Head and Shoulders chairman Stanley Choi told Bloomberg that he was “not at all” concerned by the confusion surrounding Baazov’s bid, a far different tone from Choi’s comments of a few days ago that there was “a lot of uncertainty right now” as to the bid’s prospects.

Choi is a well-known poker player who collected $6.5m for winning the 2012 Macau High Stakes Challenge. Choi is also an investor in Mediarex Sports and Entertainment, the Alex Dreyfus-led firm behind the Global Poker League.

Amaya investors welcomed Friday’s filing, sending the company’s share price up 7.5% by midday trading. The optimism wasn’t shared by former Amaya investor David Taylor, president of Taylor Asset Management. On Thursday, Taylor told Canada’s BNN that the stock “scared the living daylights out of me now” because there were “some things when I owned the stock that made me uneasy … just some of the actions by the CEO.”

DREYFUS: ASIAN INVESTORS SEE GREAT POTENTIAL IN GAMING INDUSTRY
Dreyfus told CalvinAyre.com that while he “helped to connect some dots” between Head & Shoulders and Baazov, it was his understanding that the firm had been “approached earlier this year by several bankers” regarding a potential investment. Dreyfus has no connection with Goldenway so he couldn’t speak as to the genesis of its involvement.
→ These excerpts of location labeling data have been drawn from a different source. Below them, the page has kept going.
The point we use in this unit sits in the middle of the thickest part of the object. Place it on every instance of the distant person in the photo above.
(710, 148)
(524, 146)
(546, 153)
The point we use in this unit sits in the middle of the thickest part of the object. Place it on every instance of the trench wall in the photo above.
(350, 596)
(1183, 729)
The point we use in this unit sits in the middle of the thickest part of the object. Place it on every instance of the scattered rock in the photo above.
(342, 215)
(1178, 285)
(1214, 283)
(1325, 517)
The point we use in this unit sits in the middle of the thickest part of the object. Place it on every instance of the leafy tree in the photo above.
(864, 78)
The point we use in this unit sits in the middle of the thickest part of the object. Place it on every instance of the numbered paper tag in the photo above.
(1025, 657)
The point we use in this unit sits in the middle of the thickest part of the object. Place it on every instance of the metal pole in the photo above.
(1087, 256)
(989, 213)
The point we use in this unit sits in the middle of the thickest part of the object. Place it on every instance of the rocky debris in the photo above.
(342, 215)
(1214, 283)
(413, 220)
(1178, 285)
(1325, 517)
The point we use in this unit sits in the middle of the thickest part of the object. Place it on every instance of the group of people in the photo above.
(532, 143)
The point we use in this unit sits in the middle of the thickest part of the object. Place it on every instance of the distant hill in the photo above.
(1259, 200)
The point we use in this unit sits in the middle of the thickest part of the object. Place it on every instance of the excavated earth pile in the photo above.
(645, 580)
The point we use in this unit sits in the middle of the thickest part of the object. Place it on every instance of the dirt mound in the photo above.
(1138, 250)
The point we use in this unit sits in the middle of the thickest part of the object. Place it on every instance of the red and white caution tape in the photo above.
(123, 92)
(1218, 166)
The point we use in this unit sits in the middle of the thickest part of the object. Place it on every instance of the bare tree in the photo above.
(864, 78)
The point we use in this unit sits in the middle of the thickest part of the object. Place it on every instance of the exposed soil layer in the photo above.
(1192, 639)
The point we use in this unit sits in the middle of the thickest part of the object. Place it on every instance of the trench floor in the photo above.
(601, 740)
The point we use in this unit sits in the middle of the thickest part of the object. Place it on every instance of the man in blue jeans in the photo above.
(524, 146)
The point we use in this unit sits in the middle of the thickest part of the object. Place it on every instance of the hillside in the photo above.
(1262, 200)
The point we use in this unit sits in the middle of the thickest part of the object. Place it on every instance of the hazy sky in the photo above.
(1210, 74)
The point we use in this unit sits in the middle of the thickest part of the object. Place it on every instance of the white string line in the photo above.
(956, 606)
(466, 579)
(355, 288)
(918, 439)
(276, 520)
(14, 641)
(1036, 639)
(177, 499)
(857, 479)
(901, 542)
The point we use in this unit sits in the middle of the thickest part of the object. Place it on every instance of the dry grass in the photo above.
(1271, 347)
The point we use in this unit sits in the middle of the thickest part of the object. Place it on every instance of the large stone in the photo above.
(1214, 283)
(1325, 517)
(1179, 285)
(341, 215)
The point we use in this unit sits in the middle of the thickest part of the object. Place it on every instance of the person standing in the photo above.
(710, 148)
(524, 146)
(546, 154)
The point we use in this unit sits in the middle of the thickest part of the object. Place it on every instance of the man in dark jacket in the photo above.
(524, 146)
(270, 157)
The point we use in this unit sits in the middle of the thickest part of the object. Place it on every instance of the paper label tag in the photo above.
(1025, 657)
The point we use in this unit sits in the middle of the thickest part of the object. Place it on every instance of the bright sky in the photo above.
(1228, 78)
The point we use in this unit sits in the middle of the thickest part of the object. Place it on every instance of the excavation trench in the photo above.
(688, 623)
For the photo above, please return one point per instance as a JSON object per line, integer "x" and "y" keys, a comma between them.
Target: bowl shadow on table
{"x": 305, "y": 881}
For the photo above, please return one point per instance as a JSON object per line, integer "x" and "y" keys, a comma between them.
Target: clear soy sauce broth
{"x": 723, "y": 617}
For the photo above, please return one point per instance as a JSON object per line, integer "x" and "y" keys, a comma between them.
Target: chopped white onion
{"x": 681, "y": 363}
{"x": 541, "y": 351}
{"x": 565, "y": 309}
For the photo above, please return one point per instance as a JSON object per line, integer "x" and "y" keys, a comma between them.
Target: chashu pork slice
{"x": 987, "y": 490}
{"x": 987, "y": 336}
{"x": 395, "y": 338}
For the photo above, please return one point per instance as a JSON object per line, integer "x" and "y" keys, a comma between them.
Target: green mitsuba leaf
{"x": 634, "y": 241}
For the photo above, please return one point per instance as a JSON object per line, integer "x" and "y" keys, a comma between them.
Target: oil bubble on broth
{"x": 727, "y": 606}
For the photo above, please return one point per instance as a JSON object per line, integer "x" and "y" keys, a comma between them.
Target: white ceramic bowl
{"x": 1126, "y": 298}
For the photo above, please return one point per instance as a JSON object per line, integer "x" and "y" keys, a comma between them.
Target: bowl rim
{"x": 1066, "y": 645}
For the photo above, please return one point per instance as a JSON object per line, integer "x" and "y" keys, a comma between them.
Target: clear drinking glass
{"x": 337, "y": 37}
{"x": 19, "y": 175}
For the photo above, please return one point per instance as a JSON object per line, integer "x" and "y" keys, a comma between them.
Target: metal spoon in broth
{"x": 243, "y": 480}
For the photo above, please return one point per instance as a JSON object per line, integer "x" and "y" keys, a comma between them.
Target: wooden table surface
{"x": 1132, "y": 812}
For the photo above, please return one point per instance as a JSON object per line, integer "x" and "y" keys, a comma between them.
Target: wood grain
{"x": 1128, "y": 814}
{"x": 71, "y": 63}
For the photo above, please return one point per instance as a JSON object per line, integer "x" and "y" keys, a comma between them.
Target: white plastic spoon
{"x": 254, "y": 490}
Dreyfus also said he holds no Amaya shares, nor is he part of the consortium backing Baazov.

It’s Dreyfus’ understanding that the two HK firms “have worked since almost nine months on that bid.” Dreyfus views the fact that neither company appears overly spooked by the KBC fiasco demonstrates “a real commitment” on behalf of the investors. Dreyfus singled out H&S’ Choi in particular as “a real believer in the potential of the poker industry.”

Dreyfus, who now spends one-third of his time in Asia, says Chinese and Hong Kong investors are increasingly “driven by the potential of the gaming and entertainment industry.” Dreyfus cited Chinese firms’ recent acquisitions of the World Poker Tour and Caesars Interactive Entertainment’s social gaming division Playtika as examples of this rising interest.

Finally, Dreyfus weighed in on what PokerStars’ proposed exit from the public markets means for the brand. “While the corporate angle of the story is important – and there is the lot of noise around it – the real angle for me is how it will impact the poker industry and how it will create great opportunities.”

“PokerStars privatized, with a management focus on the growth of the game and not distracted by the public-listed needs, is a major step for a company that has more than 70% of market share. I guess the company could gain in flexibility for its business development strategy, in either new territories or product innovation.”